Matthew Stratton Rouge
I was classically trained as a fine artist, but when discovering fashion I knew being a designer was my calling and for me it was a natural evolution putting my vision of art and story telling into fashion. First; in two dimensions, then in three, and finally as the product emerges in four dimensions because, of course, time is a element of design as much as colour or texture.
This came all came naturally growing up, and was hardly surprising with one grand parent being ‘Desmond Stratton’ who was the head design engineer and original designer behind the AC Cobra and many iconic sports cars of the 1950’s and 1960s
and his other grandfather made bespoke luggage for the Parisian luxury market.
‘I spent a lot of time growing up in the workshop with both of my grandparents, being very hands on, learning how to problem solve but in most, understanding the time it takes not only to produce beautiful objects of form and beauty, but theres is a hidden luxury to all items, which goes unnoticed, especially that goes into handbags,
He has been designing his entire life, and has always been an advocate of quality and getting the process just right.
Matthew-Stratton rejects the ordinary in his relentless journey for the sublime. his aim is to create icon handbags that are instantly recognizable which would set a standard in quality & design, which has been achieved with the Blazon monogram collection.
‘The Blazon monogram print is infinite in its nature, there is no beginning and no end. It symbolizes artistry and natural form. Depicting the V Shape which is emblematic of power and strength in it’s design. For me true luxury is a feeling, its a personal discovery, Its an experience which is an expression and extension of ones self.

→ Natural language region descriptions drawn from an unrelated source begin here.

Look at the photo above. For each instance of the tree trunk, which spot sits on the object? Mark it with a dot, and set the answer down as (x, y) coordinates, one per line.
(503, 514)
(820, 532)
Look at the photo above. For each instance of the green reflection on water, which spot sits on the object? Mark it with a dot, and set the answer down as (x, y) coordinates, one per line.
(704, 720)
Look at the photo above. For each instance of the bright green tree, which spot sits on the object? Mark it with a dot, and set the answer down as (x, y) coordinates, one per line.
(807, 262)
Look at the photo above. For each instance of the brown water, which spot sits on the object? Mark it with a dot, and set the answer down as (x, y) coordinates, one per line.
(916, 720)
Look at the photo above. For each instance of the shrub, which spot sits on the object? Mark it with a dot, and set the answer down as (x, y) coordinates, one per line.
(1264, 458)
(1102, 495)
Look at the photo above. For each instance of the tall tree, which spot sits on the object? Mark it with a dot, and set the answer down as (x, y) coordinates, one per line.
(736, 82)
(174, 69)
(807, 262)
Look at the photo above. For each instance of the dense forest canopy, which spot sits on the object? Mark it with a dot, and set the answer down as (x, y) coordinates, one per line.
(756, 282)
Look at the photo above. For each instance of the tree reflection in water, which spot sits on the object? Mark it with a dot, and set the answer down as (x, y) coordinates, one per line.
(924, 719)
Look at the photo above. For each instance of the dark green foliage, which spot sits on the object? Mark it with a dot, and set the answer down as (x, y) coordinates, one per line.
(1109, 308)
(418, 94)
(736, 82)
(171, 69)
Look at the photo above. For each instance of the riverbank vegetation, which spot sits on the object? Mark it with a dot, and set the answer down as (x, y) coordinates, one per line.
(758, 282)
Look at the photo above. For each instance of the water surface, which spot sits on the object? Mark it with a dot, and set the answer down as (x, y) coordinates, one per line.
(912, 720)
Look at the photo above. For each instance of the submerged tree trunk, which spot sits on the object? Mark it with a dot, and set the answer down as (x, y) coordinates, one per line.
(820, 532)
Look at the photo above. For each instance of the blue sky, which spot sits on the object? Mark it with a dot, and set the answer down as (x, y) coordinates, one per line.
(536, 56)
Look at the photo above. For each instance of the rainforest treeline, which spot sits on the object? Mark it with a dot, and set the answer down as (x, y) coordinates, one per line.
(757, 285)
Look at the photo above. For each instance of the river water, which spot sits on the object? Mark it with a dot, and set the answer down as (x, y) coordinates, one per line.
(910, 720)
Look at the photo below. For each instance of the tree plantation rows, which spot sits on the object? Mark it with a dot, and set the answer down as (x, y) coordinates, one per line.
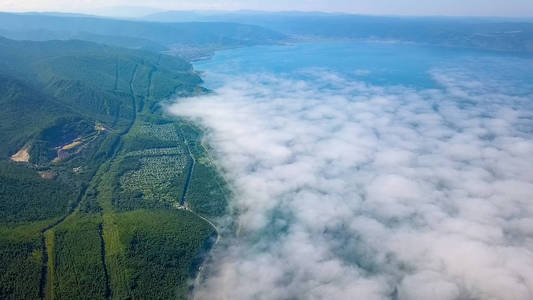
(104, 221)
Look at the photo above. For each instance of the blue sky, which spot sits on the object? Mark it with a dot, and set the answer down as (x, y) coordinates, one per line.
(513, 8)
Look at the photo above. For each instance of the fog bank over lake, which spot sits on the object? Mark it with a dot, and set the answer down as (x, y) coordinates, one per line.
(375, 170)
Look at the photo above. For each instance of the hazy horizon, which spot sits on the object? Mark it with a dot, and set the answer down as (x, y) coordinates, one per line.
(119, 8)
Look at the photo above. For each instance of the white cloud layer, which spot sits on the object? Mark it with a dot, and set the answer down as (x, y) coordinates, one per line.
(351, 191)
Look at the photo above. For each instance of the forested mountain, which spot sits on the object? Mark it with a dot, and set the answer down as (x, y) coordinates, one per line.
(93, 178)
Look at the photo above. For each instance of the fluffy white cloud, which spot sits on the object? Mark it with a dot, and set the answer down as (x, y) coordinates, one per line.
(349, 190)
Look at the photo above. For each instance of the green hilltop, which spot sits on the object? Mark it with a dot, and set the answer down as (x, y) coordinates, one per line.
(101, 195)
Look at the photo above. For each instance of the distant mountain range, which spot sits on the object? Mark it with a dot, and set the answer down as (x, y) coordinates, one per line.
(499, 34)
(134, 34)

After completing his studies at Chelsea college of Arts, where he was scouted to join the prestigious Barcelona school [ Meta-fora ] of fine Art, he set up his first design and production business. It taught him many lessons, design was only part of the journey, production, distribution, sales and running an enterprise all became bedfellows for me. From then I progressed into more adventurous projects until in 2014 deciding to commit himself full time to fashion.

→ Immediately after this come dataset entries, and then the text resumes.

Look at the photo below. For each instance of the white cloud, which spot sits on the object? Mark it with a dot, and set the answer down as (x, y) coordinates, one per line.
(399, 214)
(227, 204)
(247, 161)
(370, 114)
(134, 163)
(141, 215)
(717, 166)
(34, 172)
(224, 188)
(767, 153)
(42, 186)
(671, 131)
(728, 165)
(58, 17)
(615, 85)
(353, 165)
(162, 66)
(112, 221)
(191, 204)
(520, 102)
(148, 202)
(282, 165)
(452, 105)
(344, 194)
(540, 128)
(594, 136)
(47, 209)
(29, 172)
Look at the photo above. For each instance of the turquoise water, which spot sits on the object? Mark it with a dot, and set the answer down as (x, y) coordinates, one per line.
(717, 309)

‘For me, another dimension of design is production and so I have spent the last four years working with Italian craftspeople based in the Po Valley, where fine tanning, beautiful cutting and perfect tensioned stitching has become a fertile tradition. Most of the artisans I work with are family based craftspeople and there is an unspoken level of communication between us as they realize that my vision and process is also based around my family.
‘In order to understand the tenets of production I have had to modify, refine and develop my designs so that they can effortlessly translate from the rough sketch to the carpe, to the refined product which is the hallmark of my design vision. Working directly alongside our artisans and their unrivaled expertise has been fundamental in creating the Valore aesthetic, understanding the rules of form, function, and beauty, they do not always work hand in hand, but you need to understand them in order to break them and re-write them.’